Sports news is rarely included here on Skepchick, however as the unofficial SportsSkepchick it is my duty to fill you in when it is important. As the Masters (the word's most famous PGA golf tournament) approaches, the issue of feminism always arises. The Masters is held at a staunchly conservative golf club in Augusta, GA where American Southern stereotypes are as effervescent as gravy on biscuits. This golf club is exclusive for many reasons, but by far the most notable reason is they have never had a female member since their inception in 1933. Very few titles in the world historically guarantee a membership invitation, but a woman recently obtained one. What is Augusta National going to do?
I should note it is extremely difficult to get a membership to Augusta National for anyone. Their membership list includes the elite of the elite, particularly big wig CEOs and founders of America's biggest corporations including Bill Gates and Warren Buffet. Traditionally, the CEO of IBM has been extended a membership invitation to Augusta, including four former IBM CEOs. In January 2012, Ginni Rometty became CEO of the company and she is still waiting on her invitation to the famous all male golf club.

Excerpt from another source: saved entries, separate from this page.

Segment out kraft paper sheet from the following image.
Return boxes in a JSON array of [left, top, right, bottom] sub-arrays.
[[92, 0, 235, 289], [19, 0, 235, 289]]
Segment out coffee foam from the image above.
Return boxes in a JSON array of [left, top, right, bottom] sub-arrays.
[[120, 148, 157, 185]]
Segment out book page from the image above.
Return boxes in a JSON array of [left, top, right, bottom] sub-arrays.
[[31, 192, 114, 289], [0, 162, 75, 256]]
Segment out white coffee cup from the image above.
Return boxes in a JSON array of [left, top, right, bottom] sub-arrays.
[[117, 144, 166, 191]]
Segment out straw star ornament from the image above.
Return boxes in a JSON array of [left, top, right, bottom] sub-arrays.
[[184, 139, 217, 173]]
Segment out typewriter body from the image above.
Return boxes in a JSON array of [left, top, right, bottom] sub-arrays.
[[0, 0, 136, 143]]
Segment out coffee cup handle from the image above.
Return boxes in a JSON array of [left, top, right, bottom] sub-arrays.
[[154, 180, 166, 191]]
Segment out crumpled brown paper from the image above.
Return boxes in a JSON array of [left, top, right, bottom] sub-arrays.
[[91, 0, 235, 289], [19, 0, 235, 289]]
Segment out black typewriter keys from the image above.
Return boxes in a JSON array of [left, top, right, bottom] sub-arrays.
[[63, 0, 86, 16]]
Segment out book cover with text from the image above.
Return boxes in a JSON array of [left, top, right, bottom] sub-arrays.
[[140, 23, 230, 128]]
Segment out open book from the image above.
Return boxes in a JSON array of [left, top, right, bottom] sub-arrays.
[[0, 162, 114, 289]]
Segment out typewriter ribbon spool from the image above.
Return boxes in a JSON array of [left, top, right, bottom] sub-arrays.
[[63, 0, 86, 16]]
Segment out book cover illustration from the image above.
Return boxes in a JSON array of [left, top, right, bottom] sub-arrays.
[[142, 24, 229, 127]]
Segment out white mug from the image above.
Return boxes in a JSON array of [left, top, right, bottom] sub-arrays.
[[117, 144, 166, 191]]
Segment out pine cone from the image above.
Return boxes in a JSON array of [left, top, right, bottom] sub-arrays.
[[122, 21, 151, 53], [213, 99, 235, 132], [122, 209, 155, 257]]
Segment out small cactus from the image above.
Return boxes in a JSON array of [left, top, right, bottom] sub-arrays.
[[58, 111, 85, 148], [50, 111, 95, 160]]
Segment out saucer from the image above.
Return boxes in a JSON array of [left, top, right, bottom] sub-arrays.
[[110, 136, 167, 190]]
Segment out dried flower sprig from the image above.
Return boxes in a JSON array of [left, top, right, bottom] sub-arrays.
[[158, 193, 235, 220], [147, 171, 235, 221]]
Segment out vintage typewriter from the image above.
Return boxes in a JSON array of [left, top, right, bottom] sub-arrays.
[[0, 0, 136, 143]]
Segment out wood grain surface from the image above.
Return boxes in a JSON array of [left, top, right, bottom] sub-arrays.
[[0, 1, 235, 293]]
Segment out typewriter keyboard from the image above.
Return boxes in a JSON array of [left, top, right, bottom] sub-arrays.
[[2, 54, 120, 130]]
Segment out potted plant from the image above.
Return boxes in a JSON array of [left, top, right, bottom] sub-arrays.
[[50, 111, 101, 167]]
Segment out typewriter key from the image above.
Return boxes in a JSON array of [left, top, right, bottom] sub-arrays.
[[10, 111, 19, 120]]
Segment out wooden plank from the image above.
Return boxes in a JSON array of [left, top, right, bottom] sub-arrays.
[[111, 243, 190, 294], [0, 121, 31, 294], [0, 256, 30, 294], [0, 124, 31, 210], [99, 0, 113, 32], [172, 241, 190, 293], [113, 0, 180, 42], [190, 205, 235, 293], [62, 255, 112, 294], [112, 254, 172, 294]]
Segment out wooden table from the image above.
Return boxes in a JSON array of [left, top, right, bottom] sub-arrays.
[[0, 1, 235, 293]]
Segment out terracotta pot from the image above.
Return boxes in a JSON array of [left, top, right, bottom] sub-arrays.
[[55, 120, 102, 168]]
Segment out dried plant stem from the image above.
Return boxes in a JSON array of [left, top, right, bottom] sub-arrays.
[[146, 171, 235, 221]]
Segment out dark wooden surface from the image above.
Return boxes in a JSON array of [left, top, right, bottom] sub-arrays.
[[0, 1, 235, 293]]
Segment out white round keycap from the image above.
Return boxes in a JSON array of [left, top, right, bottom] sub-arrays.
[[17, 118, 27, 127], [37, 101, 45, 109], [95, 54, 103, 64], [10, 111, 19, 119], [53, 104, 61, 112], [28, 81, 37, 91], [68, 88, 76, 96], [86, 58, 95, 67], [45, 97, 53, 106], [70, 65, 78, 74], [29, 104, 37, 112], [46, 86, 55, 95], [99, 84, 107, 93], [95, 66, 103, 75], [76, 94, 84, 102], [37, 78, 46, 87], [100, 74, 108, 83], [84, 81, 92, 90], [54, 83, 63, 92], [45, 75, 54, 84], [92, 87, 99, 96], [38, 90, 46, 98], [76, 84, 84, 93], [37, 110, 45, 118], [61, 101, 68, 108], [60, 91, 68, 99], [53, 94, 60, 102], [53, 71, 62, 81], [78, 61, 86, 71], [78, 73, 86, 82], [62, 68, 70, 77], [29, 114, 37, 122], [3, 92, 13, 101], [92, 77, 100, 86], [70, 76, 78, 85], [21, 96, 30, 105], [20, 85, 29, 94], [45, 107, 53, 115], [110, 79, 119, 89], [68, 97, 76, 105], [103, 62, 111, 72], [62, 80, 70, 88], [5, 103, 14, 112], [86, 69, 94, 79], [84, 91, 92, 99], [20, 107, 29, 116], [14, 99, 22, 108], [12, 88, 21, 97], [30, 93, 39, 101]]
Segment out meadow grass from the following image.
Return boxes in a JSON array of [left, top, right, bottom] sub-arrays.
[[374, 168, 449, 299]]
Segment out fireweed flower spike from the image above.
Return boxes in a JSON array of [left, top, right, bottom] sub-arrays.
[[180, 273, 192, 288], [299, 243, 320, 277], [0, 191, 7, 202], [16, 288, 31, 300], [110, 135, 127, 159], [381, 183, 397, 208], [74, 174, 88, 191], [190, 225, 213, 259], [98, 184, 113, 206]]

First, can we take a moment to applaud Rometty for becoming CEO of one the world's most influential technology companies? Here at Skepchick, we spend considerable time discussing the difficulties women have exceling in science and technology– here we have a woman kicking some major ass! I doubt she is losing any sleep over the golf issue, but it is an interesting conundrum for the club that prides themselves on one thing: tradition.
Either way Augusta National is going to have to break tradition- allowing in a women or not allowing the IBM CEO membership. Is Augusta National finally going to bite the bullet and let a woman in their boys club? The Masters, their most premiere event, has three main sponsors and IBM is one of them. So they certainly have incentive.
I will be shocked if they give her a green jacket, the mandatory attire of all members. There has always been overwhelming reluctance to resolve the issue despite pressure from media and women's organizations. The last chairman of Augusta National, Hooty Johnson, received significant pressure in 2002 from Martha Burke, the then chairwoman of the National Coucil of Women's Organizations. He stood firm in his beliefs with his notable quote in 2003 that his position on female membership wouldn't change 'if I drop dead now.' In 2006, Billy Payne became the chairman of Augusta National. He has been trying to reform the club's archaic image, however hasn't resolved this primary issue.
Only time will tell if the world at Augusta is really a changin'.